Henceforth, to obtain an approval, the activity which is the source of the tax losses must not have undergone any significant change, over the period during which the tax losses were posted, notably in terms of clients, employment, operating means effectively used or nature or volume of activity.  The activity must also be continued for at least three years without undergoing any significant changes.

In addition, the legislature legalized the administrative doctrine that prohibits transfers of tax losses created by financial or real estate holding companies.

  • Transfers of tax losses in case of a merger of a tax consolidated group’s parent company

In case of a merger of a consolidated tax group’s parent company, the transfer of the tax losses from the company taken over or from the former member companies who are part of the new group to the new parent company is henceforth subject to the same conditions:  the activity must be stable over the period during which the tax losses are posted, the activity must be stable for at least three years and there must be no transfer of tax losses from a financial or real estate holding company.  This provision applies both to subsidiaries and to the new parent company.

  • Legal definition of change of activity

As a general rule, cessation of an activity causes deferrable tax losses to be eliminated.  Henceforth, aside from a change in the real activity, an activity is also deemed to cease if production means disappear for a period of more than 12 months, except in the case of a force majeure, or when such disappearance is followed by a sale of the majority of the company’s shares.

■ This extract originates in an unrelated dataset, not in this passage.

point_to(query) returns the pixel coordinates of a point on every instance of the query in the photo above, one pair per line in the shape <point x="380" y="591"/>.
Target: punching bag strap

In addition, a change in the real activity is notably defined as follows:

  • adding of a new activity bringing abut, during the fiscal year in which it occurs or the following fiscal year, an increase in the company’s turnover by more than 50%, or in the average number of staff and the amount of fixed asset items; or
  • abandonment or partial transfer of several existing activities bringing about, during the fiscal year in which it occurs or in the following fiscal year, a decrease in the company’s turnover by more than 50%, or in the company’s average number of staff and amount of fixed asset items.

However, an approval may be requested to maintain the carry over of tax losses if the temporary disappearance of production means is justified for main reasons other than tax reasons; and if the activity addition, abandonment or transfer transactions are required for continuing the activity which is the source of the tax losses and for maintaining the number of jobs.

All of these measures apply to fiscal years ended as of July 4, 2012.